Featured Article -
Back in the days of the Great
Depression, President Roosevelt introduced the "New Deal" under which
the Hoover Dam was built. President Eisenhower funded the interstate highway
system through the Federal-Aid Highway Act of 1956. The results of both acts are
amazing pieces of engineering and critical infrastructure in the US. But even
state-of-the-art engineering requires ongoing maintenance. Today, over
65,000 bridges across the US are in disrepair, and the failure of one of
these critical pieces of infrastructure often has catastrophic results even
when it's not precipitated by flood or earthquake.

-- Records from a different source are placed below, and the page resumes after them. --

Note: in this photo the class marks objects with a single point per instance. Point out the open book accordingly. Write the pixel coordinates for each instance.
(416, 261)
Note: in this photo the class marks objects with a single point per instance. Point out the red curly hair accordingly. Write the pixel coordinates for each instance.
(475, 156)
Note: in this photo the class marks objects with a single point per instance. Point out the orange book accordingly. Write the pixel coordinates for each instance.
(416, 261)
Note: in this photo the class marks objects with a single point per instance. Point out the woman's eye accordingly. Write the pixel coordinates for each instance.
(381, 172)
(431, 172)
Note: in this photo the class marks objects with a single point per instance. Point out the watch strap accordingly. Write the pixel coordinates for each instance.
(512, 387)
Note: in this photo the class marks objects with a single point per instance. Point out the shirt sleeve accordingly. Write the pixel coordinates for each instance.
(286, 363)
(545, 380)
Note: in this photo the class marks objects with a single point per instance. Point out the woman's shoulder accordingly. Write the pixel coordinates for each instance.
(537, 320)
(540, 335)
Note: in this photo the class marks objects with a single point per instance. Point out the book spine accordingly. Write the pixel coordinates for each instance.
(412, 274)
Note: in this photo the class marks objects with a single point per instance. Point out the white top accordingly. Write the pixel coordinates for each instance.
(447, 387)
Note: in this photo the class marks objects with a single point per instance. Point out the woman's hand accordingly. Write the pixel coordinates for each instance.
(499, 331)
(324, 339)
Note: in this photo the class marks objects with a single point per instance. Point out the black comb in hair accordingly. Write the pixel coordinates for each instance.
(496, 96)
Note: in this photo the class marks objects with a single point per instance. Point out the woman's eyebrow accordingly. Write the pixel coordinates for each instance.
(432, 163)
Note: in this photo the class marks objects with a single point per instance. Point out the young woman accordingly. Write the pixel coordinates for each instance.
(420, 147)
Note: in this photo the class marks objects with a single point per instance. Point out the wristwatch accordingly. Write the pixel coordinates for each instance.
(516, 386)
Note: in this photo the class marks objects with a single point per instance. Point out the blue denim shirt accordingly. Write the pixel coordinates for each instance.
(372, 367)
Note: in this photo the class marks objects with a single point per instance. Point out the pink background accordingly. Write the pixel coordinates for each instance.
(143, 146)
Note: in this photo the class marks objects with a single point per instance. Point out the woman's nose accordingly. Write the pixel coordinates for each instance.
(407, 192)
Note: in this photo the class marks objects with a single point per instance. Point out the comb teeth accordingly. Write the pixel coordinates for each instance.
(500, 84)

In the case of the Hoover Dam, an
entire cement works was built on site to provide materials in a timely fashion,
so a production line of sorts was implemented to drive efficiencies into the
construction. For the interstate highway system, mile after mile of land had to
be procured and graded, and bridges and tunnels constructed. Both products
would have benefited from a Total Productive Maintenance (TPM) solution, which
would have provided a framework to build and maintain the construction
infrastructure.
Total Productive Maintenance (TPM) is
a broad-reaching methodology focused on manufacturing and maintenance
engineering processes. Holistically, the primary objective of TPM is to
increase the productivity of plant and equipment while making appropriate
(small) investments to maintain productivity and health.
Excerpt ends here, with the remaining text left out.